That may be true with regard to the Western Church only, but it has nothing at all to do with Pascha/Easter calculations, because the date of that holiday was historically set by the Church of Alexandria, according to the indigenous (Coptic) calendar which we still use. The pre-Christian Spring festival of the Egyptians (all of them, regardless of religion), Sham en-Nessim, is still a national holiday in modern Egypt, but was with the Christianization of Egypt fixed by the Church to the first Monday after Pascha, and has been kept there ever since.
So no, they weren't "blended together", and have been always very consciously and purposely kept on separate days so as to maintain that they not the same thing, though obviously the Christian observance of the same festival has been given overt Christian symbolism that isn't shared by the non-Christian population.
Why does that even slightly matter if English speakers are basically alone in calling it that? Almost everybody else (save a few oddballs in the South Slavic dialect continuum that call it "Great Day" or similar) who wasn't colonized and converted by Westerners (and several who were, like all the Spanish-speaking peoples of Latin America) calls it some variation of "Pascha". In Spanish it's Pascua, in Russian it's Paskha, in Amharic it's Fasika, in Farsi it's Eid-e Pak, etc. Even in Arabic, where its most standard name is Eid El Qiyama (lit. Festival of Resurrection), you can still call it Baskha, in imitation of Pascha. That's what we do in the Coptic Orthodox Church, in addition to using the full name.

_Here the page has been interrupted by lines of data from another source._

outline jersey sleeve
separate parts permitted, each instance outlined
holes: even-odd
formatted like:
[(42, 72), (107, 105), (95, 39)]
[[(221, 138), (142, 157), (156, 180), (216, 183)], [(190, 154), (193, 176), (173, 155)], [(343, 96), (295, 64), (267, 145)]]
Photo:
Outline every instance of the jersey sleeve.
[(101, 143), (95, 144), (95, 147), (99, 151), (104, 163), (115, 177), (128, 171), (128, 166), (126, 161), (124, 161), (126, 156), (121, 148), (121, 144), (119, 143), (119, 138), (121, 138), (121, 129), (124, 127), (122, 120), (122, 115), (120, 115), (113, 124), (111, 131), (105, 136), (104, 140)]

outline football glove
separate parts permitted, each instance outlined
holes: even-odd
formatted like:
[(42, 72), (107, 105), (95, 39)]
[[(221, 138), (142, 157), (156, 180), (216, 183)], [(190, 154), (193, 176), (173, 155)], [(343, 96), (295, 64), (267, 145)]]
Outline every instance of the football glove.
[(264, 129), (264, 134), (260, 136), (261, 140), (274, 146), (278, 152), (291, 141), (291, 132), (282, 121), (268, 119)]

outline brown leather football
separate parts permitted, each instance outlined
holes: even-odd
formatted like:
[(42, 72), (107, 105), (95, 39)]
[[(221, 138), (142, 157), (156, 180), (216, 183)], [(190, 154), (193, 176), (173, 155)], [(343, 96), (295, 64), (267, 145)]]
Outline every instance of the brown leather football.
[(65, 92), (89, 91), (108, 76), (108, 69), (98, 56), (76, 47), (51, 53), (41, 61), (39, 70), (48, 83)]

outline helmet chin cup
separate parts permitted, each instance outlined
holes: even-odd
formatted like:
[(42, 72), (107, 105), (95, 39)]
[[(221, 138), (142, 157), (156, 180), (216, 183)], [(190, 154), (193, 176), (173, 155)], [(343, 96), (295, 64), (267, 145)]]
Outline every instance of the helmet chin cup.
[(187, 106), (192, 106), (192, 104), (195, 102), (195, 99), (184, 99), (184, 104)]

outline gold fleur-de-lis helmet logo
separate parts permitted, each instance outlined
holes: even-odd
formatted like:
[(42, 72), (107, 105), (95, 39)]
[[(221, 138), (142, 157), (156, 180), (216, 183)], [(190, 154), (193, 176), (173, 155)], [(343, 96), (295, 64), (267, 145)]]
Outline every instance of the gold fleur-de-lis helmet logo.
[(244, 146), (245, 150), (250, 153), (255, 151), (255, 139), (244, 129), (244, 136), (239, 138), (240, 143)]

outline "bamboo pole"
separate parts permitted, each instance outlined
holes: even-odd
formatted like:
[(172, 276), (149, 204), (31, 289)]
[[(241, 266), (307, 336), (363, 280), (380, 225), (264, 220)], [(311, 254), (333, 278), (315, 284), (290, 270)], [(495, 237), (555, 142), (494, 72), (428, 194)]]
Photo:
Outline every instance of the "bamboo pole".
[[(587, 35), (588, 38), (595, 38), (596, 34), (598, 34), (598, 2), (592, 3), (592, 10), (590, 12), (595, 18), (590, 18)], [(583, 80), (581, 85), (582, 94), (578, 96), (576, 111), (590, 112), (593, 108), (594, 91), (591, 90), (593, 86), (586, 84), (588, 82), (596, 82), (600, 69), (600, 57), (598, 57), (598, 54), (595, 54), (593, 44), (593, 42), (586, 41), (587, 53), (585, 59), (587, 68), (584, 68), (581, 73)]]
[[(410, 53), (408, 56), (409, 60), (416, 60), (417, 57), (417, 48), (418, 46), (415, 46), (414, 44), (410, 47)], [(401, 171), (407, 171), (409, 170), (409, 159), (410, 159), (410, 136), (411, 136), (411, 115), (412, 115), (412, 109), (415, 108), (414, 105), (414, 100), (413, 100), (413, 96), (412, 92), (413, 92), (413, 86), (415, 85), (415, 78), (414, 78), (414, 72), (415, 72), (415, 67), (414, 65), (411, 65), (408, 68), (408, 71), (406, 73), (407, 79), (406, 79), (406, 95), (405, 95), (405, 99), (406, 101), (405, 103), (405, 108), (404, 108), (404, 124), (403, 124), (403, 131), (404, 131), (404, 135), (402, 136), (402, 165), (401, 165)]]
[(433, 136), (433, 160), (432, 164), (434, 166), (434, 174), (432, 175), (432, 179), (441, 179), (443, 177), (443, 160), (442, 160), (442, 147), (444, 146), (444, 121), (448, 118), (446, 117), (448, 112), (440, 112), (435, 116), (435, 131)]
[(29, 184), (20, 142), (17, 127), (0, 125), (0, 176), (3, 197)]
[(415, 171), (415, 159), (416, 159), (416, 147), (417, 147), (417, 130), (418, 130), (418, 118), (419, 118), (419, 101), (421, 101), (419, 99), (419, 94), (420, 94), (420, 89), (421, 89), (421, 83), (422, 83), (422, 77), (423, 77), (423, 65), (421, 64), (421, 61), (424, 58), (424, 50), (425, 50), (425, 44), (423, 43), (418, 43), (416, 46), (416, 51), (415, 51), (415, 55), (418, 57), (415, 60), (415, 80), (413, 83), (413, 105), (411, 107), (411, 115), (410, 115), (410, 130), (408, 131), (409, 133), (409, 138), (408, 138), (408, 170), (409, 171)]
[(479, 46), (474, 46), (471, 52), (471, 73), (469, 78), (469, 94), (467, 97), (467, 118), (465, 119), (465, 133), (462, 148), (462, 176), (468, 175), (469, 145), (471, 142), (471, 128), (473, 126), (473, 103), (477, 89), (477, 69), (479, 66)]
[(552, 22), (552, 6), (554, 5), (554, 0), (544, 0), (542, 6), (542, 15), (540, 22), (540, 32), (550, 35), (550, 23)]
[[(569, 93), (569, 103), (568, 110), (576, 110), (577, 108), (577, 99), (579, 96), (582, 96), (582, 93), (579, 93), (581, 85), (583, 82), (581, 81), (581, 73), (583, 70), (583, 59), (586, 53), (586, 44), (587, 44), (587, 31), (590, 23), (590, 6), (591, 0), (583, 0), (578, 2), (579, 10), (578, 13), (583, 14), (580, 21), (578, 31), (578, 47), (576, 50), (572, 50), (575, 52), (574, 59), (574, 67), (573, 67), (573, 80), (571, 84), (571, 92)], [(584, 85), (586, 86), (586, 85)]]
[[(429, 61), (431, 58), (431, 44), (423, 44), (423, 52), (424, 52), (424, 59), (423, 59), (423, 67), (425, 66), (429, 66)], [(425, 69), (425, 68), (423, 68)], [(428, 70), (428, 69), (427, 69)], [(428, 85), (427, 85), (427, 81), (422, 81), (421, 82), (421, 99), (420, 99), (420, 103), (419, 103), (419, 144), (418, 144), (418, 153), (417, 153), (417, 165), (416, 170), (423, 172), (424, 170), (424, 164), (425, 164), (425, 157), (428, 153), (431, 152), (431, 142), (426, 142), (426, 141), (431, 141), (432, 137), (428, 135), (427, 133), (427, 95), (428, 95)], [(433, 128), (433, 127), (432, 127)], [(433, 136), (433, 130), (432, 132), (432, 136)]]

That's a far cry from saying that they're 'pagan' in some kind of dismissive or conspiratorial fashion. We should be more like St. Justin Martyr and others in evaluating what came before our Lord's incarnation -- i.e., it is good that whatever points to truth in previous philosophies be accepted and baptized, in as far as the Church in her wisdom sees most fit. With that in mind, I'm totally fine with you all enjoying your eggs and such, but to pretend like this has corrupted the celebration of the glorious resurrection of our Lord is just lunacy. They're not even close to comparable, let alone one being the ultimate source of the other. At best, we have some cultural trappings in every place, which are likely to vary wildly. I mean, you're not celebrating Sham en-Nessim, but you don't see me or anyone in the Egyptian Church railing against a false western 'Easter' just because Sham en-Nessim was there first and they share some symbolism.